As such, over the last two decades, the practice known as “IP Geolocation” has emerged as a means of associating IP addresses with physical locations, such as continent, country, state/province (where relevant), and city, as well as extended information including (but not limited to) ZIP/postal code, area code, time zone, connection type, etc.
However, the accuracy of IP geolocation information can vary wildly across service providers. Within this post, we will look at how IP geolocation information is used, explore why accuracy varies across providers along with the impact of inaccurate information, how Oracle Dyn improves the accuracy of IP geolocation, and why that improved accuracy is so important.
Note that unless otherwise stated, assume that usage of “IP address[es]” and “IP geolocation” refer to IPv4. The topics covered are largely relevant to IPv6 as well, but geolocation for IPv6 address space has its own unique challenges that are not covered here.
What Is IP Geolocation Used For?
For those doing business on the Internet (like e-commerce sites and OTT video providers), and for those whose business is the Internet (like Oracle Dyn), IP geolocation information is used for a number of different purposes.
On the Marketing side, this information can be used to help customize messaging and advertisements, as well as providing clues for language localization.
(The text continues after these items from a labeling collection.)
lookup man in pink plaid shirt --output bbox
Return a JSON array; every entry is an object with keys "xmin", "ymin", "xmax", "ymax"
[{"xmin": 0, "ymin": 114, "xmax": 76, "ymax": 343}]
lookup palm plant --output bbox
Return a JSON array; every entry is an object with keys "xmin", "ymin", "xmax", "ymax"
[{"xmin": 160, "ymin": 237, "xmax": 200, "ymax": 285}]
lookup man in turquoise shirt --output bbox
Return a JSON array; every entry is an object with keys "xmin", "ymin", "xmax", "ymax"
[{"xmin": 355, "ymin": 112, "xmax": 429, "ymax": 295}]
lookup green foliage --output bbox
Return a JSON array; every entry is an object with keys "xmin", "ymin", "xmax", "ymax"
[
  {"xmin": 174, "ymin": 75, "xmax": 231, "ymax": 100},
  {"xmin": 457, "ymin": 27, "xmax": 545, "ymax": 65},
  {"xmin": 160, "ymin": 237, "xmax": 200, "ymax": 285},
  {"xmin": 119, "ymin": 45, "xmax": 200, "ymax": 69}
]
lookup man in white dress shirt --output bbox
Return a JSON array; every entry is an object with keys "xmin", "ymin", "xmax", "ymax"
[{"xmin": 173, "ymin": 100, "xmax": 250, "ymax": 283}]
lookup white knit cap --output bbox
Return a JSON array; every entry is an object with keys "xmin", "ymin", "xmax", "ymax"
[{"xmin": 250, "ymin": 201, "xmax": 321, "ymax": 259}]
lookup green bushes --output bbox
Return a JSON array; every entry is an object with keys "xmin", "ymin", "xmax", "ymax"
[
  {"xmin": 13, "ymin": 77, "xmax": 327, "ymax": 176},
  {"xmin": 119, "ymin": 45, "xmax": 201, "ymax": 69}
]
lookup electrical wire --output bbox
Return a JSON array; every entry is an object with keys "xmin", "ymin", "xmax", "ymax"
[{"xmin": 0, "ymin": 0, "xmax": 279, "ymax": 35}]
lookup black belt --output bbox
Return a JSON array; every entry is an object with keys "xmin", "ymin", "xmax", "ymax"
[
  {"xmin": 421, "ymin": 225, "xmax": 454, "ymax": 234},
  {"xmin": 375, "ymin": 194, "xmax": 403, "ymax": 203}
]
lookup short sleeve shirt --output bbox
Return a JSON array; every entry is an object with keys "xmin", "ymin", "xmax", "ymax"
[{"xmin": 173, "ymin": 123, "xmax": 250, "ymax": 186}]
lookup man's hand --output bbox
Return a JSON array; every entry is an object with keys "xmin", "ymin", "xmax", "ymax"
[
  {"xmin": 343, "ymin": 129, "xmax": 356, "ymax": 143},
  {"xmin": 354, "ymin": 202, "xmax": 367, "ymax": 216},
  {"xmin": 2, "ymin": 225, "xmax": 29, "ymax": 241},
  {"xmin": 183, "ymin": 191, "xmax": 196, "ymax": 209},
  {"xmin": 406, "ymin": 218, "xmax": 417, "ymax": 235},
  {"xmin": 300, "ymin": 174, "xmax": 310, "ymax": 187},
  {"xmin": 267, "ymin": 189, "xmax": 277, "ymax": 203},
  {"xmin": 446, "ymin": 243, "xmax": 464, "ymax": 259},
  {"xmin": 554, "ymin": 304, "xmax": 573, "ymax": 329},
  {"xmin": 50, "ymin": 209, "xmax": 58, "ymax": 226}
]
And because metrics are important to every marketer, IP geolocation information enables analytics tools to provide more insight into where users and customers are coming from and how that influences their online behavior, allowing marketers to take more targeted action.
Figure 1: Customized discount based on geolocation-related information
IP geolocation information has value on a number of fronts for retailers. For those shoppers that still need to visit a brick & mortar location, IP geolocation information can help an e-commerce site suggest “local” stores. To improve the security of online shopping, the information can be used to help prevent fraudulent transactions. IP geolocation information can be used by retailers to customize offers and pricing promotions based on where the user is, or estimate the tax and shipping costs that will likely be incurred.
Although media consumers generally aren’t fans of the restrictions, some media content may not be available globally, due to licensing agreements. Media services can use IP geolocation information to restrict access as appropriate, based on the user’s location. Conversely, media providers can use the information to customize a user’s experience, such as suggesting local radio stations to stream, local sports highlights to watch, or local news stories to read.
Figure 2: Blocking access to media content based on IP geolocation information
From an infrastructure perspective, enterprises can use IP geolocation information to learn where site/application users are located to make more informed decisions about where to deploy server infrastructure, or what service provider to select in order to optimize end user experiences. Once infrastructure is deployed, the information can drive traffic management decisions based on end user location.
IP geolocation information also has geopolitical applications. Academic researchers have examined traceroute paths to understand which cross international boundaries, classifying them as expected (based on routing configurations) or suspicious/malicious, or to identify cases in which traffic detours through so-called surveillance states. In addition, national initiatives intended to keep sensitive data within the borders of the country, make it important to understand where servers and storage systems reside, as well as the countries that paths to those systems go through.
Impact Of Inaccurate Data
Beyond placing default locations at an actual residence, as discussed above, inaccurate IP geolocation data can create problems for both consumer-facing and infrastructure-related use cases.
- Inability to access content: Incorrect IP geolocation information may incorrectly deny a subscriber access to geofenced content, such as the ability to watch a streamed movie otherwise available to viewers in their actual, physical location.
- Poor user experience: Incorrect assumptions made based on faulty IP geolocation information could lead to things like poor customization of offerings, false positives on fraud detection, or incorrect default currency or language choices. Such issues could lead to a user having to do extra work to correct or address them, potentially driving users to competing sites that offer a more streamlined experience.
- Poorly targeted marketing efforts: Offering locally relevant content, or showing locally relevant advertisements, are often key components of a targeted marketing effort. However, if these offers are customized for the wrong geography, then money spent on those marketing efforts is wasted, and the opportunity for conversion lost.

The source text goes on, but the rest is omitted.